[Freedreno] [PATCH v2] drm/msm/dpu: improve DSC allocation
Kuogee Hsieh
quic_khsieh at quicinc.com
Wed Dec 6 17:34:30 UTC 2023
On 12/6/2023 1:35 AM, Dmitry Baryshkov wrote:
> On 05/12/2023 22:51, Kuogee Hsieh wrote:
>>
>> On 12/5/2023 11:23 AM, Dmitry Baryshkov wrote:
>>> On Tue, 5 Dec 2023 at 20:12, Kuogee Hsieh <quic_khsieh at quicinc.com>
>>> wrote:
>>>>
>>>> On 12/4/2023 4:23 PM, Dmitry Baryshkov wrote:
>>>>> On Tue, 5 Dec 2023 at 01:55, Kuogee Hsieh
>>>>> <quic_khsieh at quicinc.com> wrote:
>>>>>> A DCE (Display Compression Engine) contains two DSC hard slice
>>>>>> encoders. Each DCE start with even DSC encoder index followed by
>>>>>> an odd DSC encoder index. Each encoder can work independently.
>>>>>> But Only two DSC encoders from same DCE can be paired to work
>>>>>> together to support merge mode. In addition, the DSC with even
>>>>>> index have to mapping to even pingpong index and DSC with odd
>>>>>> index have to mapping to odd pingpong index at its data path.
>>>>>> This patch improve DSC allocation mechanism with consideration
>>>>>> of above factors.
>>>>>>
>>>>>> Changes in V2:
>>>>>> -- split _dpu_rm_reserve_dsc() into _dpu_rm_reserve_dsc_single() and
>>>>>> _dpu_rm_reserve_dsc_pair()
>>>>> Please don't send the new iteration of the patch if the discussion
>>>>> is ongoing.
>>>> Got it, thanks.
>>>>> Quoting v1 review:
>>>>>
>>>>> Are the limitations (odd:odd, allocation in pairs, etc) applicable to
>>>>> v1.1 encoders?
>>>>>
>>>>> I assume that at least 'allocate two consecutive DSC for DSC
>>>>> merge' is
>>>>> not applicable, since there are no separate DCE units.

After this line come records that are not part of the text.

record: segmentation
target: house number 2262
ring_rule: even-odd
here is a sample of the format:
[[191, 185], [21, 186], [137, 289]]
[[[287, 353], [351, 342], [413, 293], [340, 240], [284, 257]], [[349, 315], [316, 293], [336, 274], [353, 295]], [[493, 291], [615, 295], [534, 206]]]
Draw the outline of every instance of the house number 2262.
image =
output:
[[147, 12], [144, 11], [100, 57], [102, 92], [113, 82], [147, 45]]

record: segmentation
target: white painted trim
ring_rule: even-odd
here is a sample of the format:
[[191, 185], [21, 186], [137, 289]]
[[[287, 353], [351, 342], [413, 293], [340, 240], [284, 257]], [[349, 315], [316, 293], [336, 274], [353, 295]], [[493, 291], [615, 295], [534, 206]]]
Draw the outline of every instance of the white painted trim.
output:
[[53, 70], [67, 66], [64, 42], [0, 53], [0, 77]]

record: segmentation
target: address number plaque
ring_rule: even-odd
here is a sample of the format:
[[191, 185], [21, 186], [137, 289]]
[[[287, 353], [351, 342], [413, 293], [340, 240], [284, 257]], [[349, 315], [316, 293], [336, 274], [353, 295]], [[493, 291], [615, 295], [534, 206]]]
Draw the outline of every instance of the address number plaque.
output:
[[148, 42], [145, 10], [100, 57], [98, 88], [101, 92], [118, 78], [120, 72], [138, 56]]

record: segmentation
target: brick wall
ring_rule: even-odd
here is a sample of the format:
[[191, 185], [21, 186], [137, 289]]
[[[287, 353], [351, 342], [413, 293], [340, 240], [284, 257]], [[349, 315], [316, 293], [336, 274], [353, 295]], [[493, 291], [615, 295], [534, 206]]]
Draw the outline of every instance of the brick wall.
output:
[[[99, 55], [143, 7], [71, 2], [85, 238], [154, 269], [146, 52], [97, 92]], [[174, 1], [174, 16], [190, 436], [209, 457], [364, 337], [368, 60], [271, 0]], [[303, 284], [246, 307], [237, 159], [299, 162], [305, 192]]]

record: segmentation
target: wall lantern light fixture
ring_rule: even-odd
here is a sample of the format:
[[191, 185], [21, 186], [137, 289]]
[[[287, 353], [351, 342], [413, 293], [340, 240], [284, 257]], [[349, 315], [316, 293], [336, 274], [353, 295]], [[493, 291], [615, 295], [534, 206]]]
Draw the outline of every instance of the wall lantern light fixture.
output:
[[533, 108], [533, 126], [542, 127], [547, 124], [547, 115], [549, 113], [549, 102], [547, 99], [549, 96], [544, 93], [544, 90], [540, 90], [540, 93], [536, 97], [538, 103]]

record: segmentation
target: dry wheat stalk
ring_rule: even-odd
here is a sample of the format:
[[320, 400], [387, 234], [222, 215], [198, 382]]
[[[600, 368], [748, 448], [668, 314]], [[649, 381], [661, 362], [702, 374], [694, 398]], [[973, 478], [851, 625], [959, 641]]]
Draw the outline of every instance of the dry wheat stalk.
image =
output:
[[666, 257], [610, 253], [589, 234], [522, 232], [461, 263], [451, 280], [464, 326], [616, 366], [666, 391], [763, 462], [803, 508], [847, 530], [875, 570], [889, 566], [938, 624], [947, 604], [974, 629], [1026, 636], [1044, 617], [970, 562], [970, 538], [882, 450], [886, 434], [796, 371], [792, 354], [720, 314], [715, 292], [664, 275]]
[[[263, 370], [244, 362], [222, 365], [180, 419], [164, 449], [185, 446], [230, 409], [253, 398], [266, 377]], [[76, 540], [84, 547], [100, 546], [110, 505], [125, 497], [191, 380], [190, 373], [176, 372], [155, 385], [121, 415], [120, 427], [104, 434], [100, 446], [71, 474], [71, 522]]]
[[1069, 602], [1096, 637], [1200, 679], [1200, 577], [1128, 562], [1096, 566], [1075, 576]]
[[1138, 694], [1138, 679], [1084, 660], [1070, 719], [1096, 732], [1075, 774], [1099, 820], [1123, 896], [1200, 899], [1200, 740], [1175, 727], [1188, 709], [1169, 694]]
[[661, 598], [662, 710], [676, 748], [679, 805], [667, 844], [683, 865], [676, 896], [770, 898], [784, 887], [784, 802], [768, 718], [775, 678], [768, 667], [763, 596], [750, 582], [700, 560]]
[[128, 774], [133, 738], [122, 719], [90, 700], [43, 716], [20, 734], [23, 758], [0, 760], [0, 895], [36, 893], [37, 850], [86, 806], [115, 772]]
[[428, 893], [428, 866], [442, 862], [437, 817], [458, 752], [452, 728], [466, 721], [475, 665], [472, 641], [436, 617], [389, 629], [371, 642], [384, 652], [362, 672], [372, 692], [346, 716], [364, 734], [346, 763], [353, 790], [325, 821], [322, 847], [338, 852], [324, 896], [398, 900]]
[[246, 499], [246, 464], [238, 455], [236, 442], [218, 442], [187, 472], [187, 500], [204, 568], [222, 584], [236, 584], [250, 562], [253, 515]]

>>>> yes, you are correct in the hardware point of view.
>>>>
>>>> However, at software, we can think think of dsc index 0 and 1 are
>>>> bound
>>>> to DCE #1, index 2 and 3 are bound to DCE #2 and etc in regardless of
>>>> v1.1 or v1.2.
>>>>
>>>> By doing that,this dsc allocation algorithm should be able to apply to
>>>> both.
>>>>
>>>> There is no case to have dsc index 1 and dsc index 2 bind together
>>>> (skip
>>>> dsc index 0) to support merge mode.
>>> Yes. However this might cause issues on the platforms which have DSI,
>>> DP and just two DSC encoders. Consider RM allocating two odd (or two
>>> even) PP blocks. One for DSI, one for DP. Then if we need DSC on both
>>> interfaces, the RM won't be able to allocate it.
>>
>>
>> I am not sure this case is possible.
>>
>> DSC + pingpong allocation is base on Layer mixer which is allocated
>> sequentially.
>
> Not sequentially, but also in pairs. Yes, LM_5 (a pair for LM_2 on
> sdm845) is connected to PINGPONG_3. However all this doesn't make
> things easier to understand or to snoop bugs. I'd prefer to keep a
> simple allocation code for older DSC blocks. Especially since I might
> have to touch LM allocation for MDP 1.x platforms.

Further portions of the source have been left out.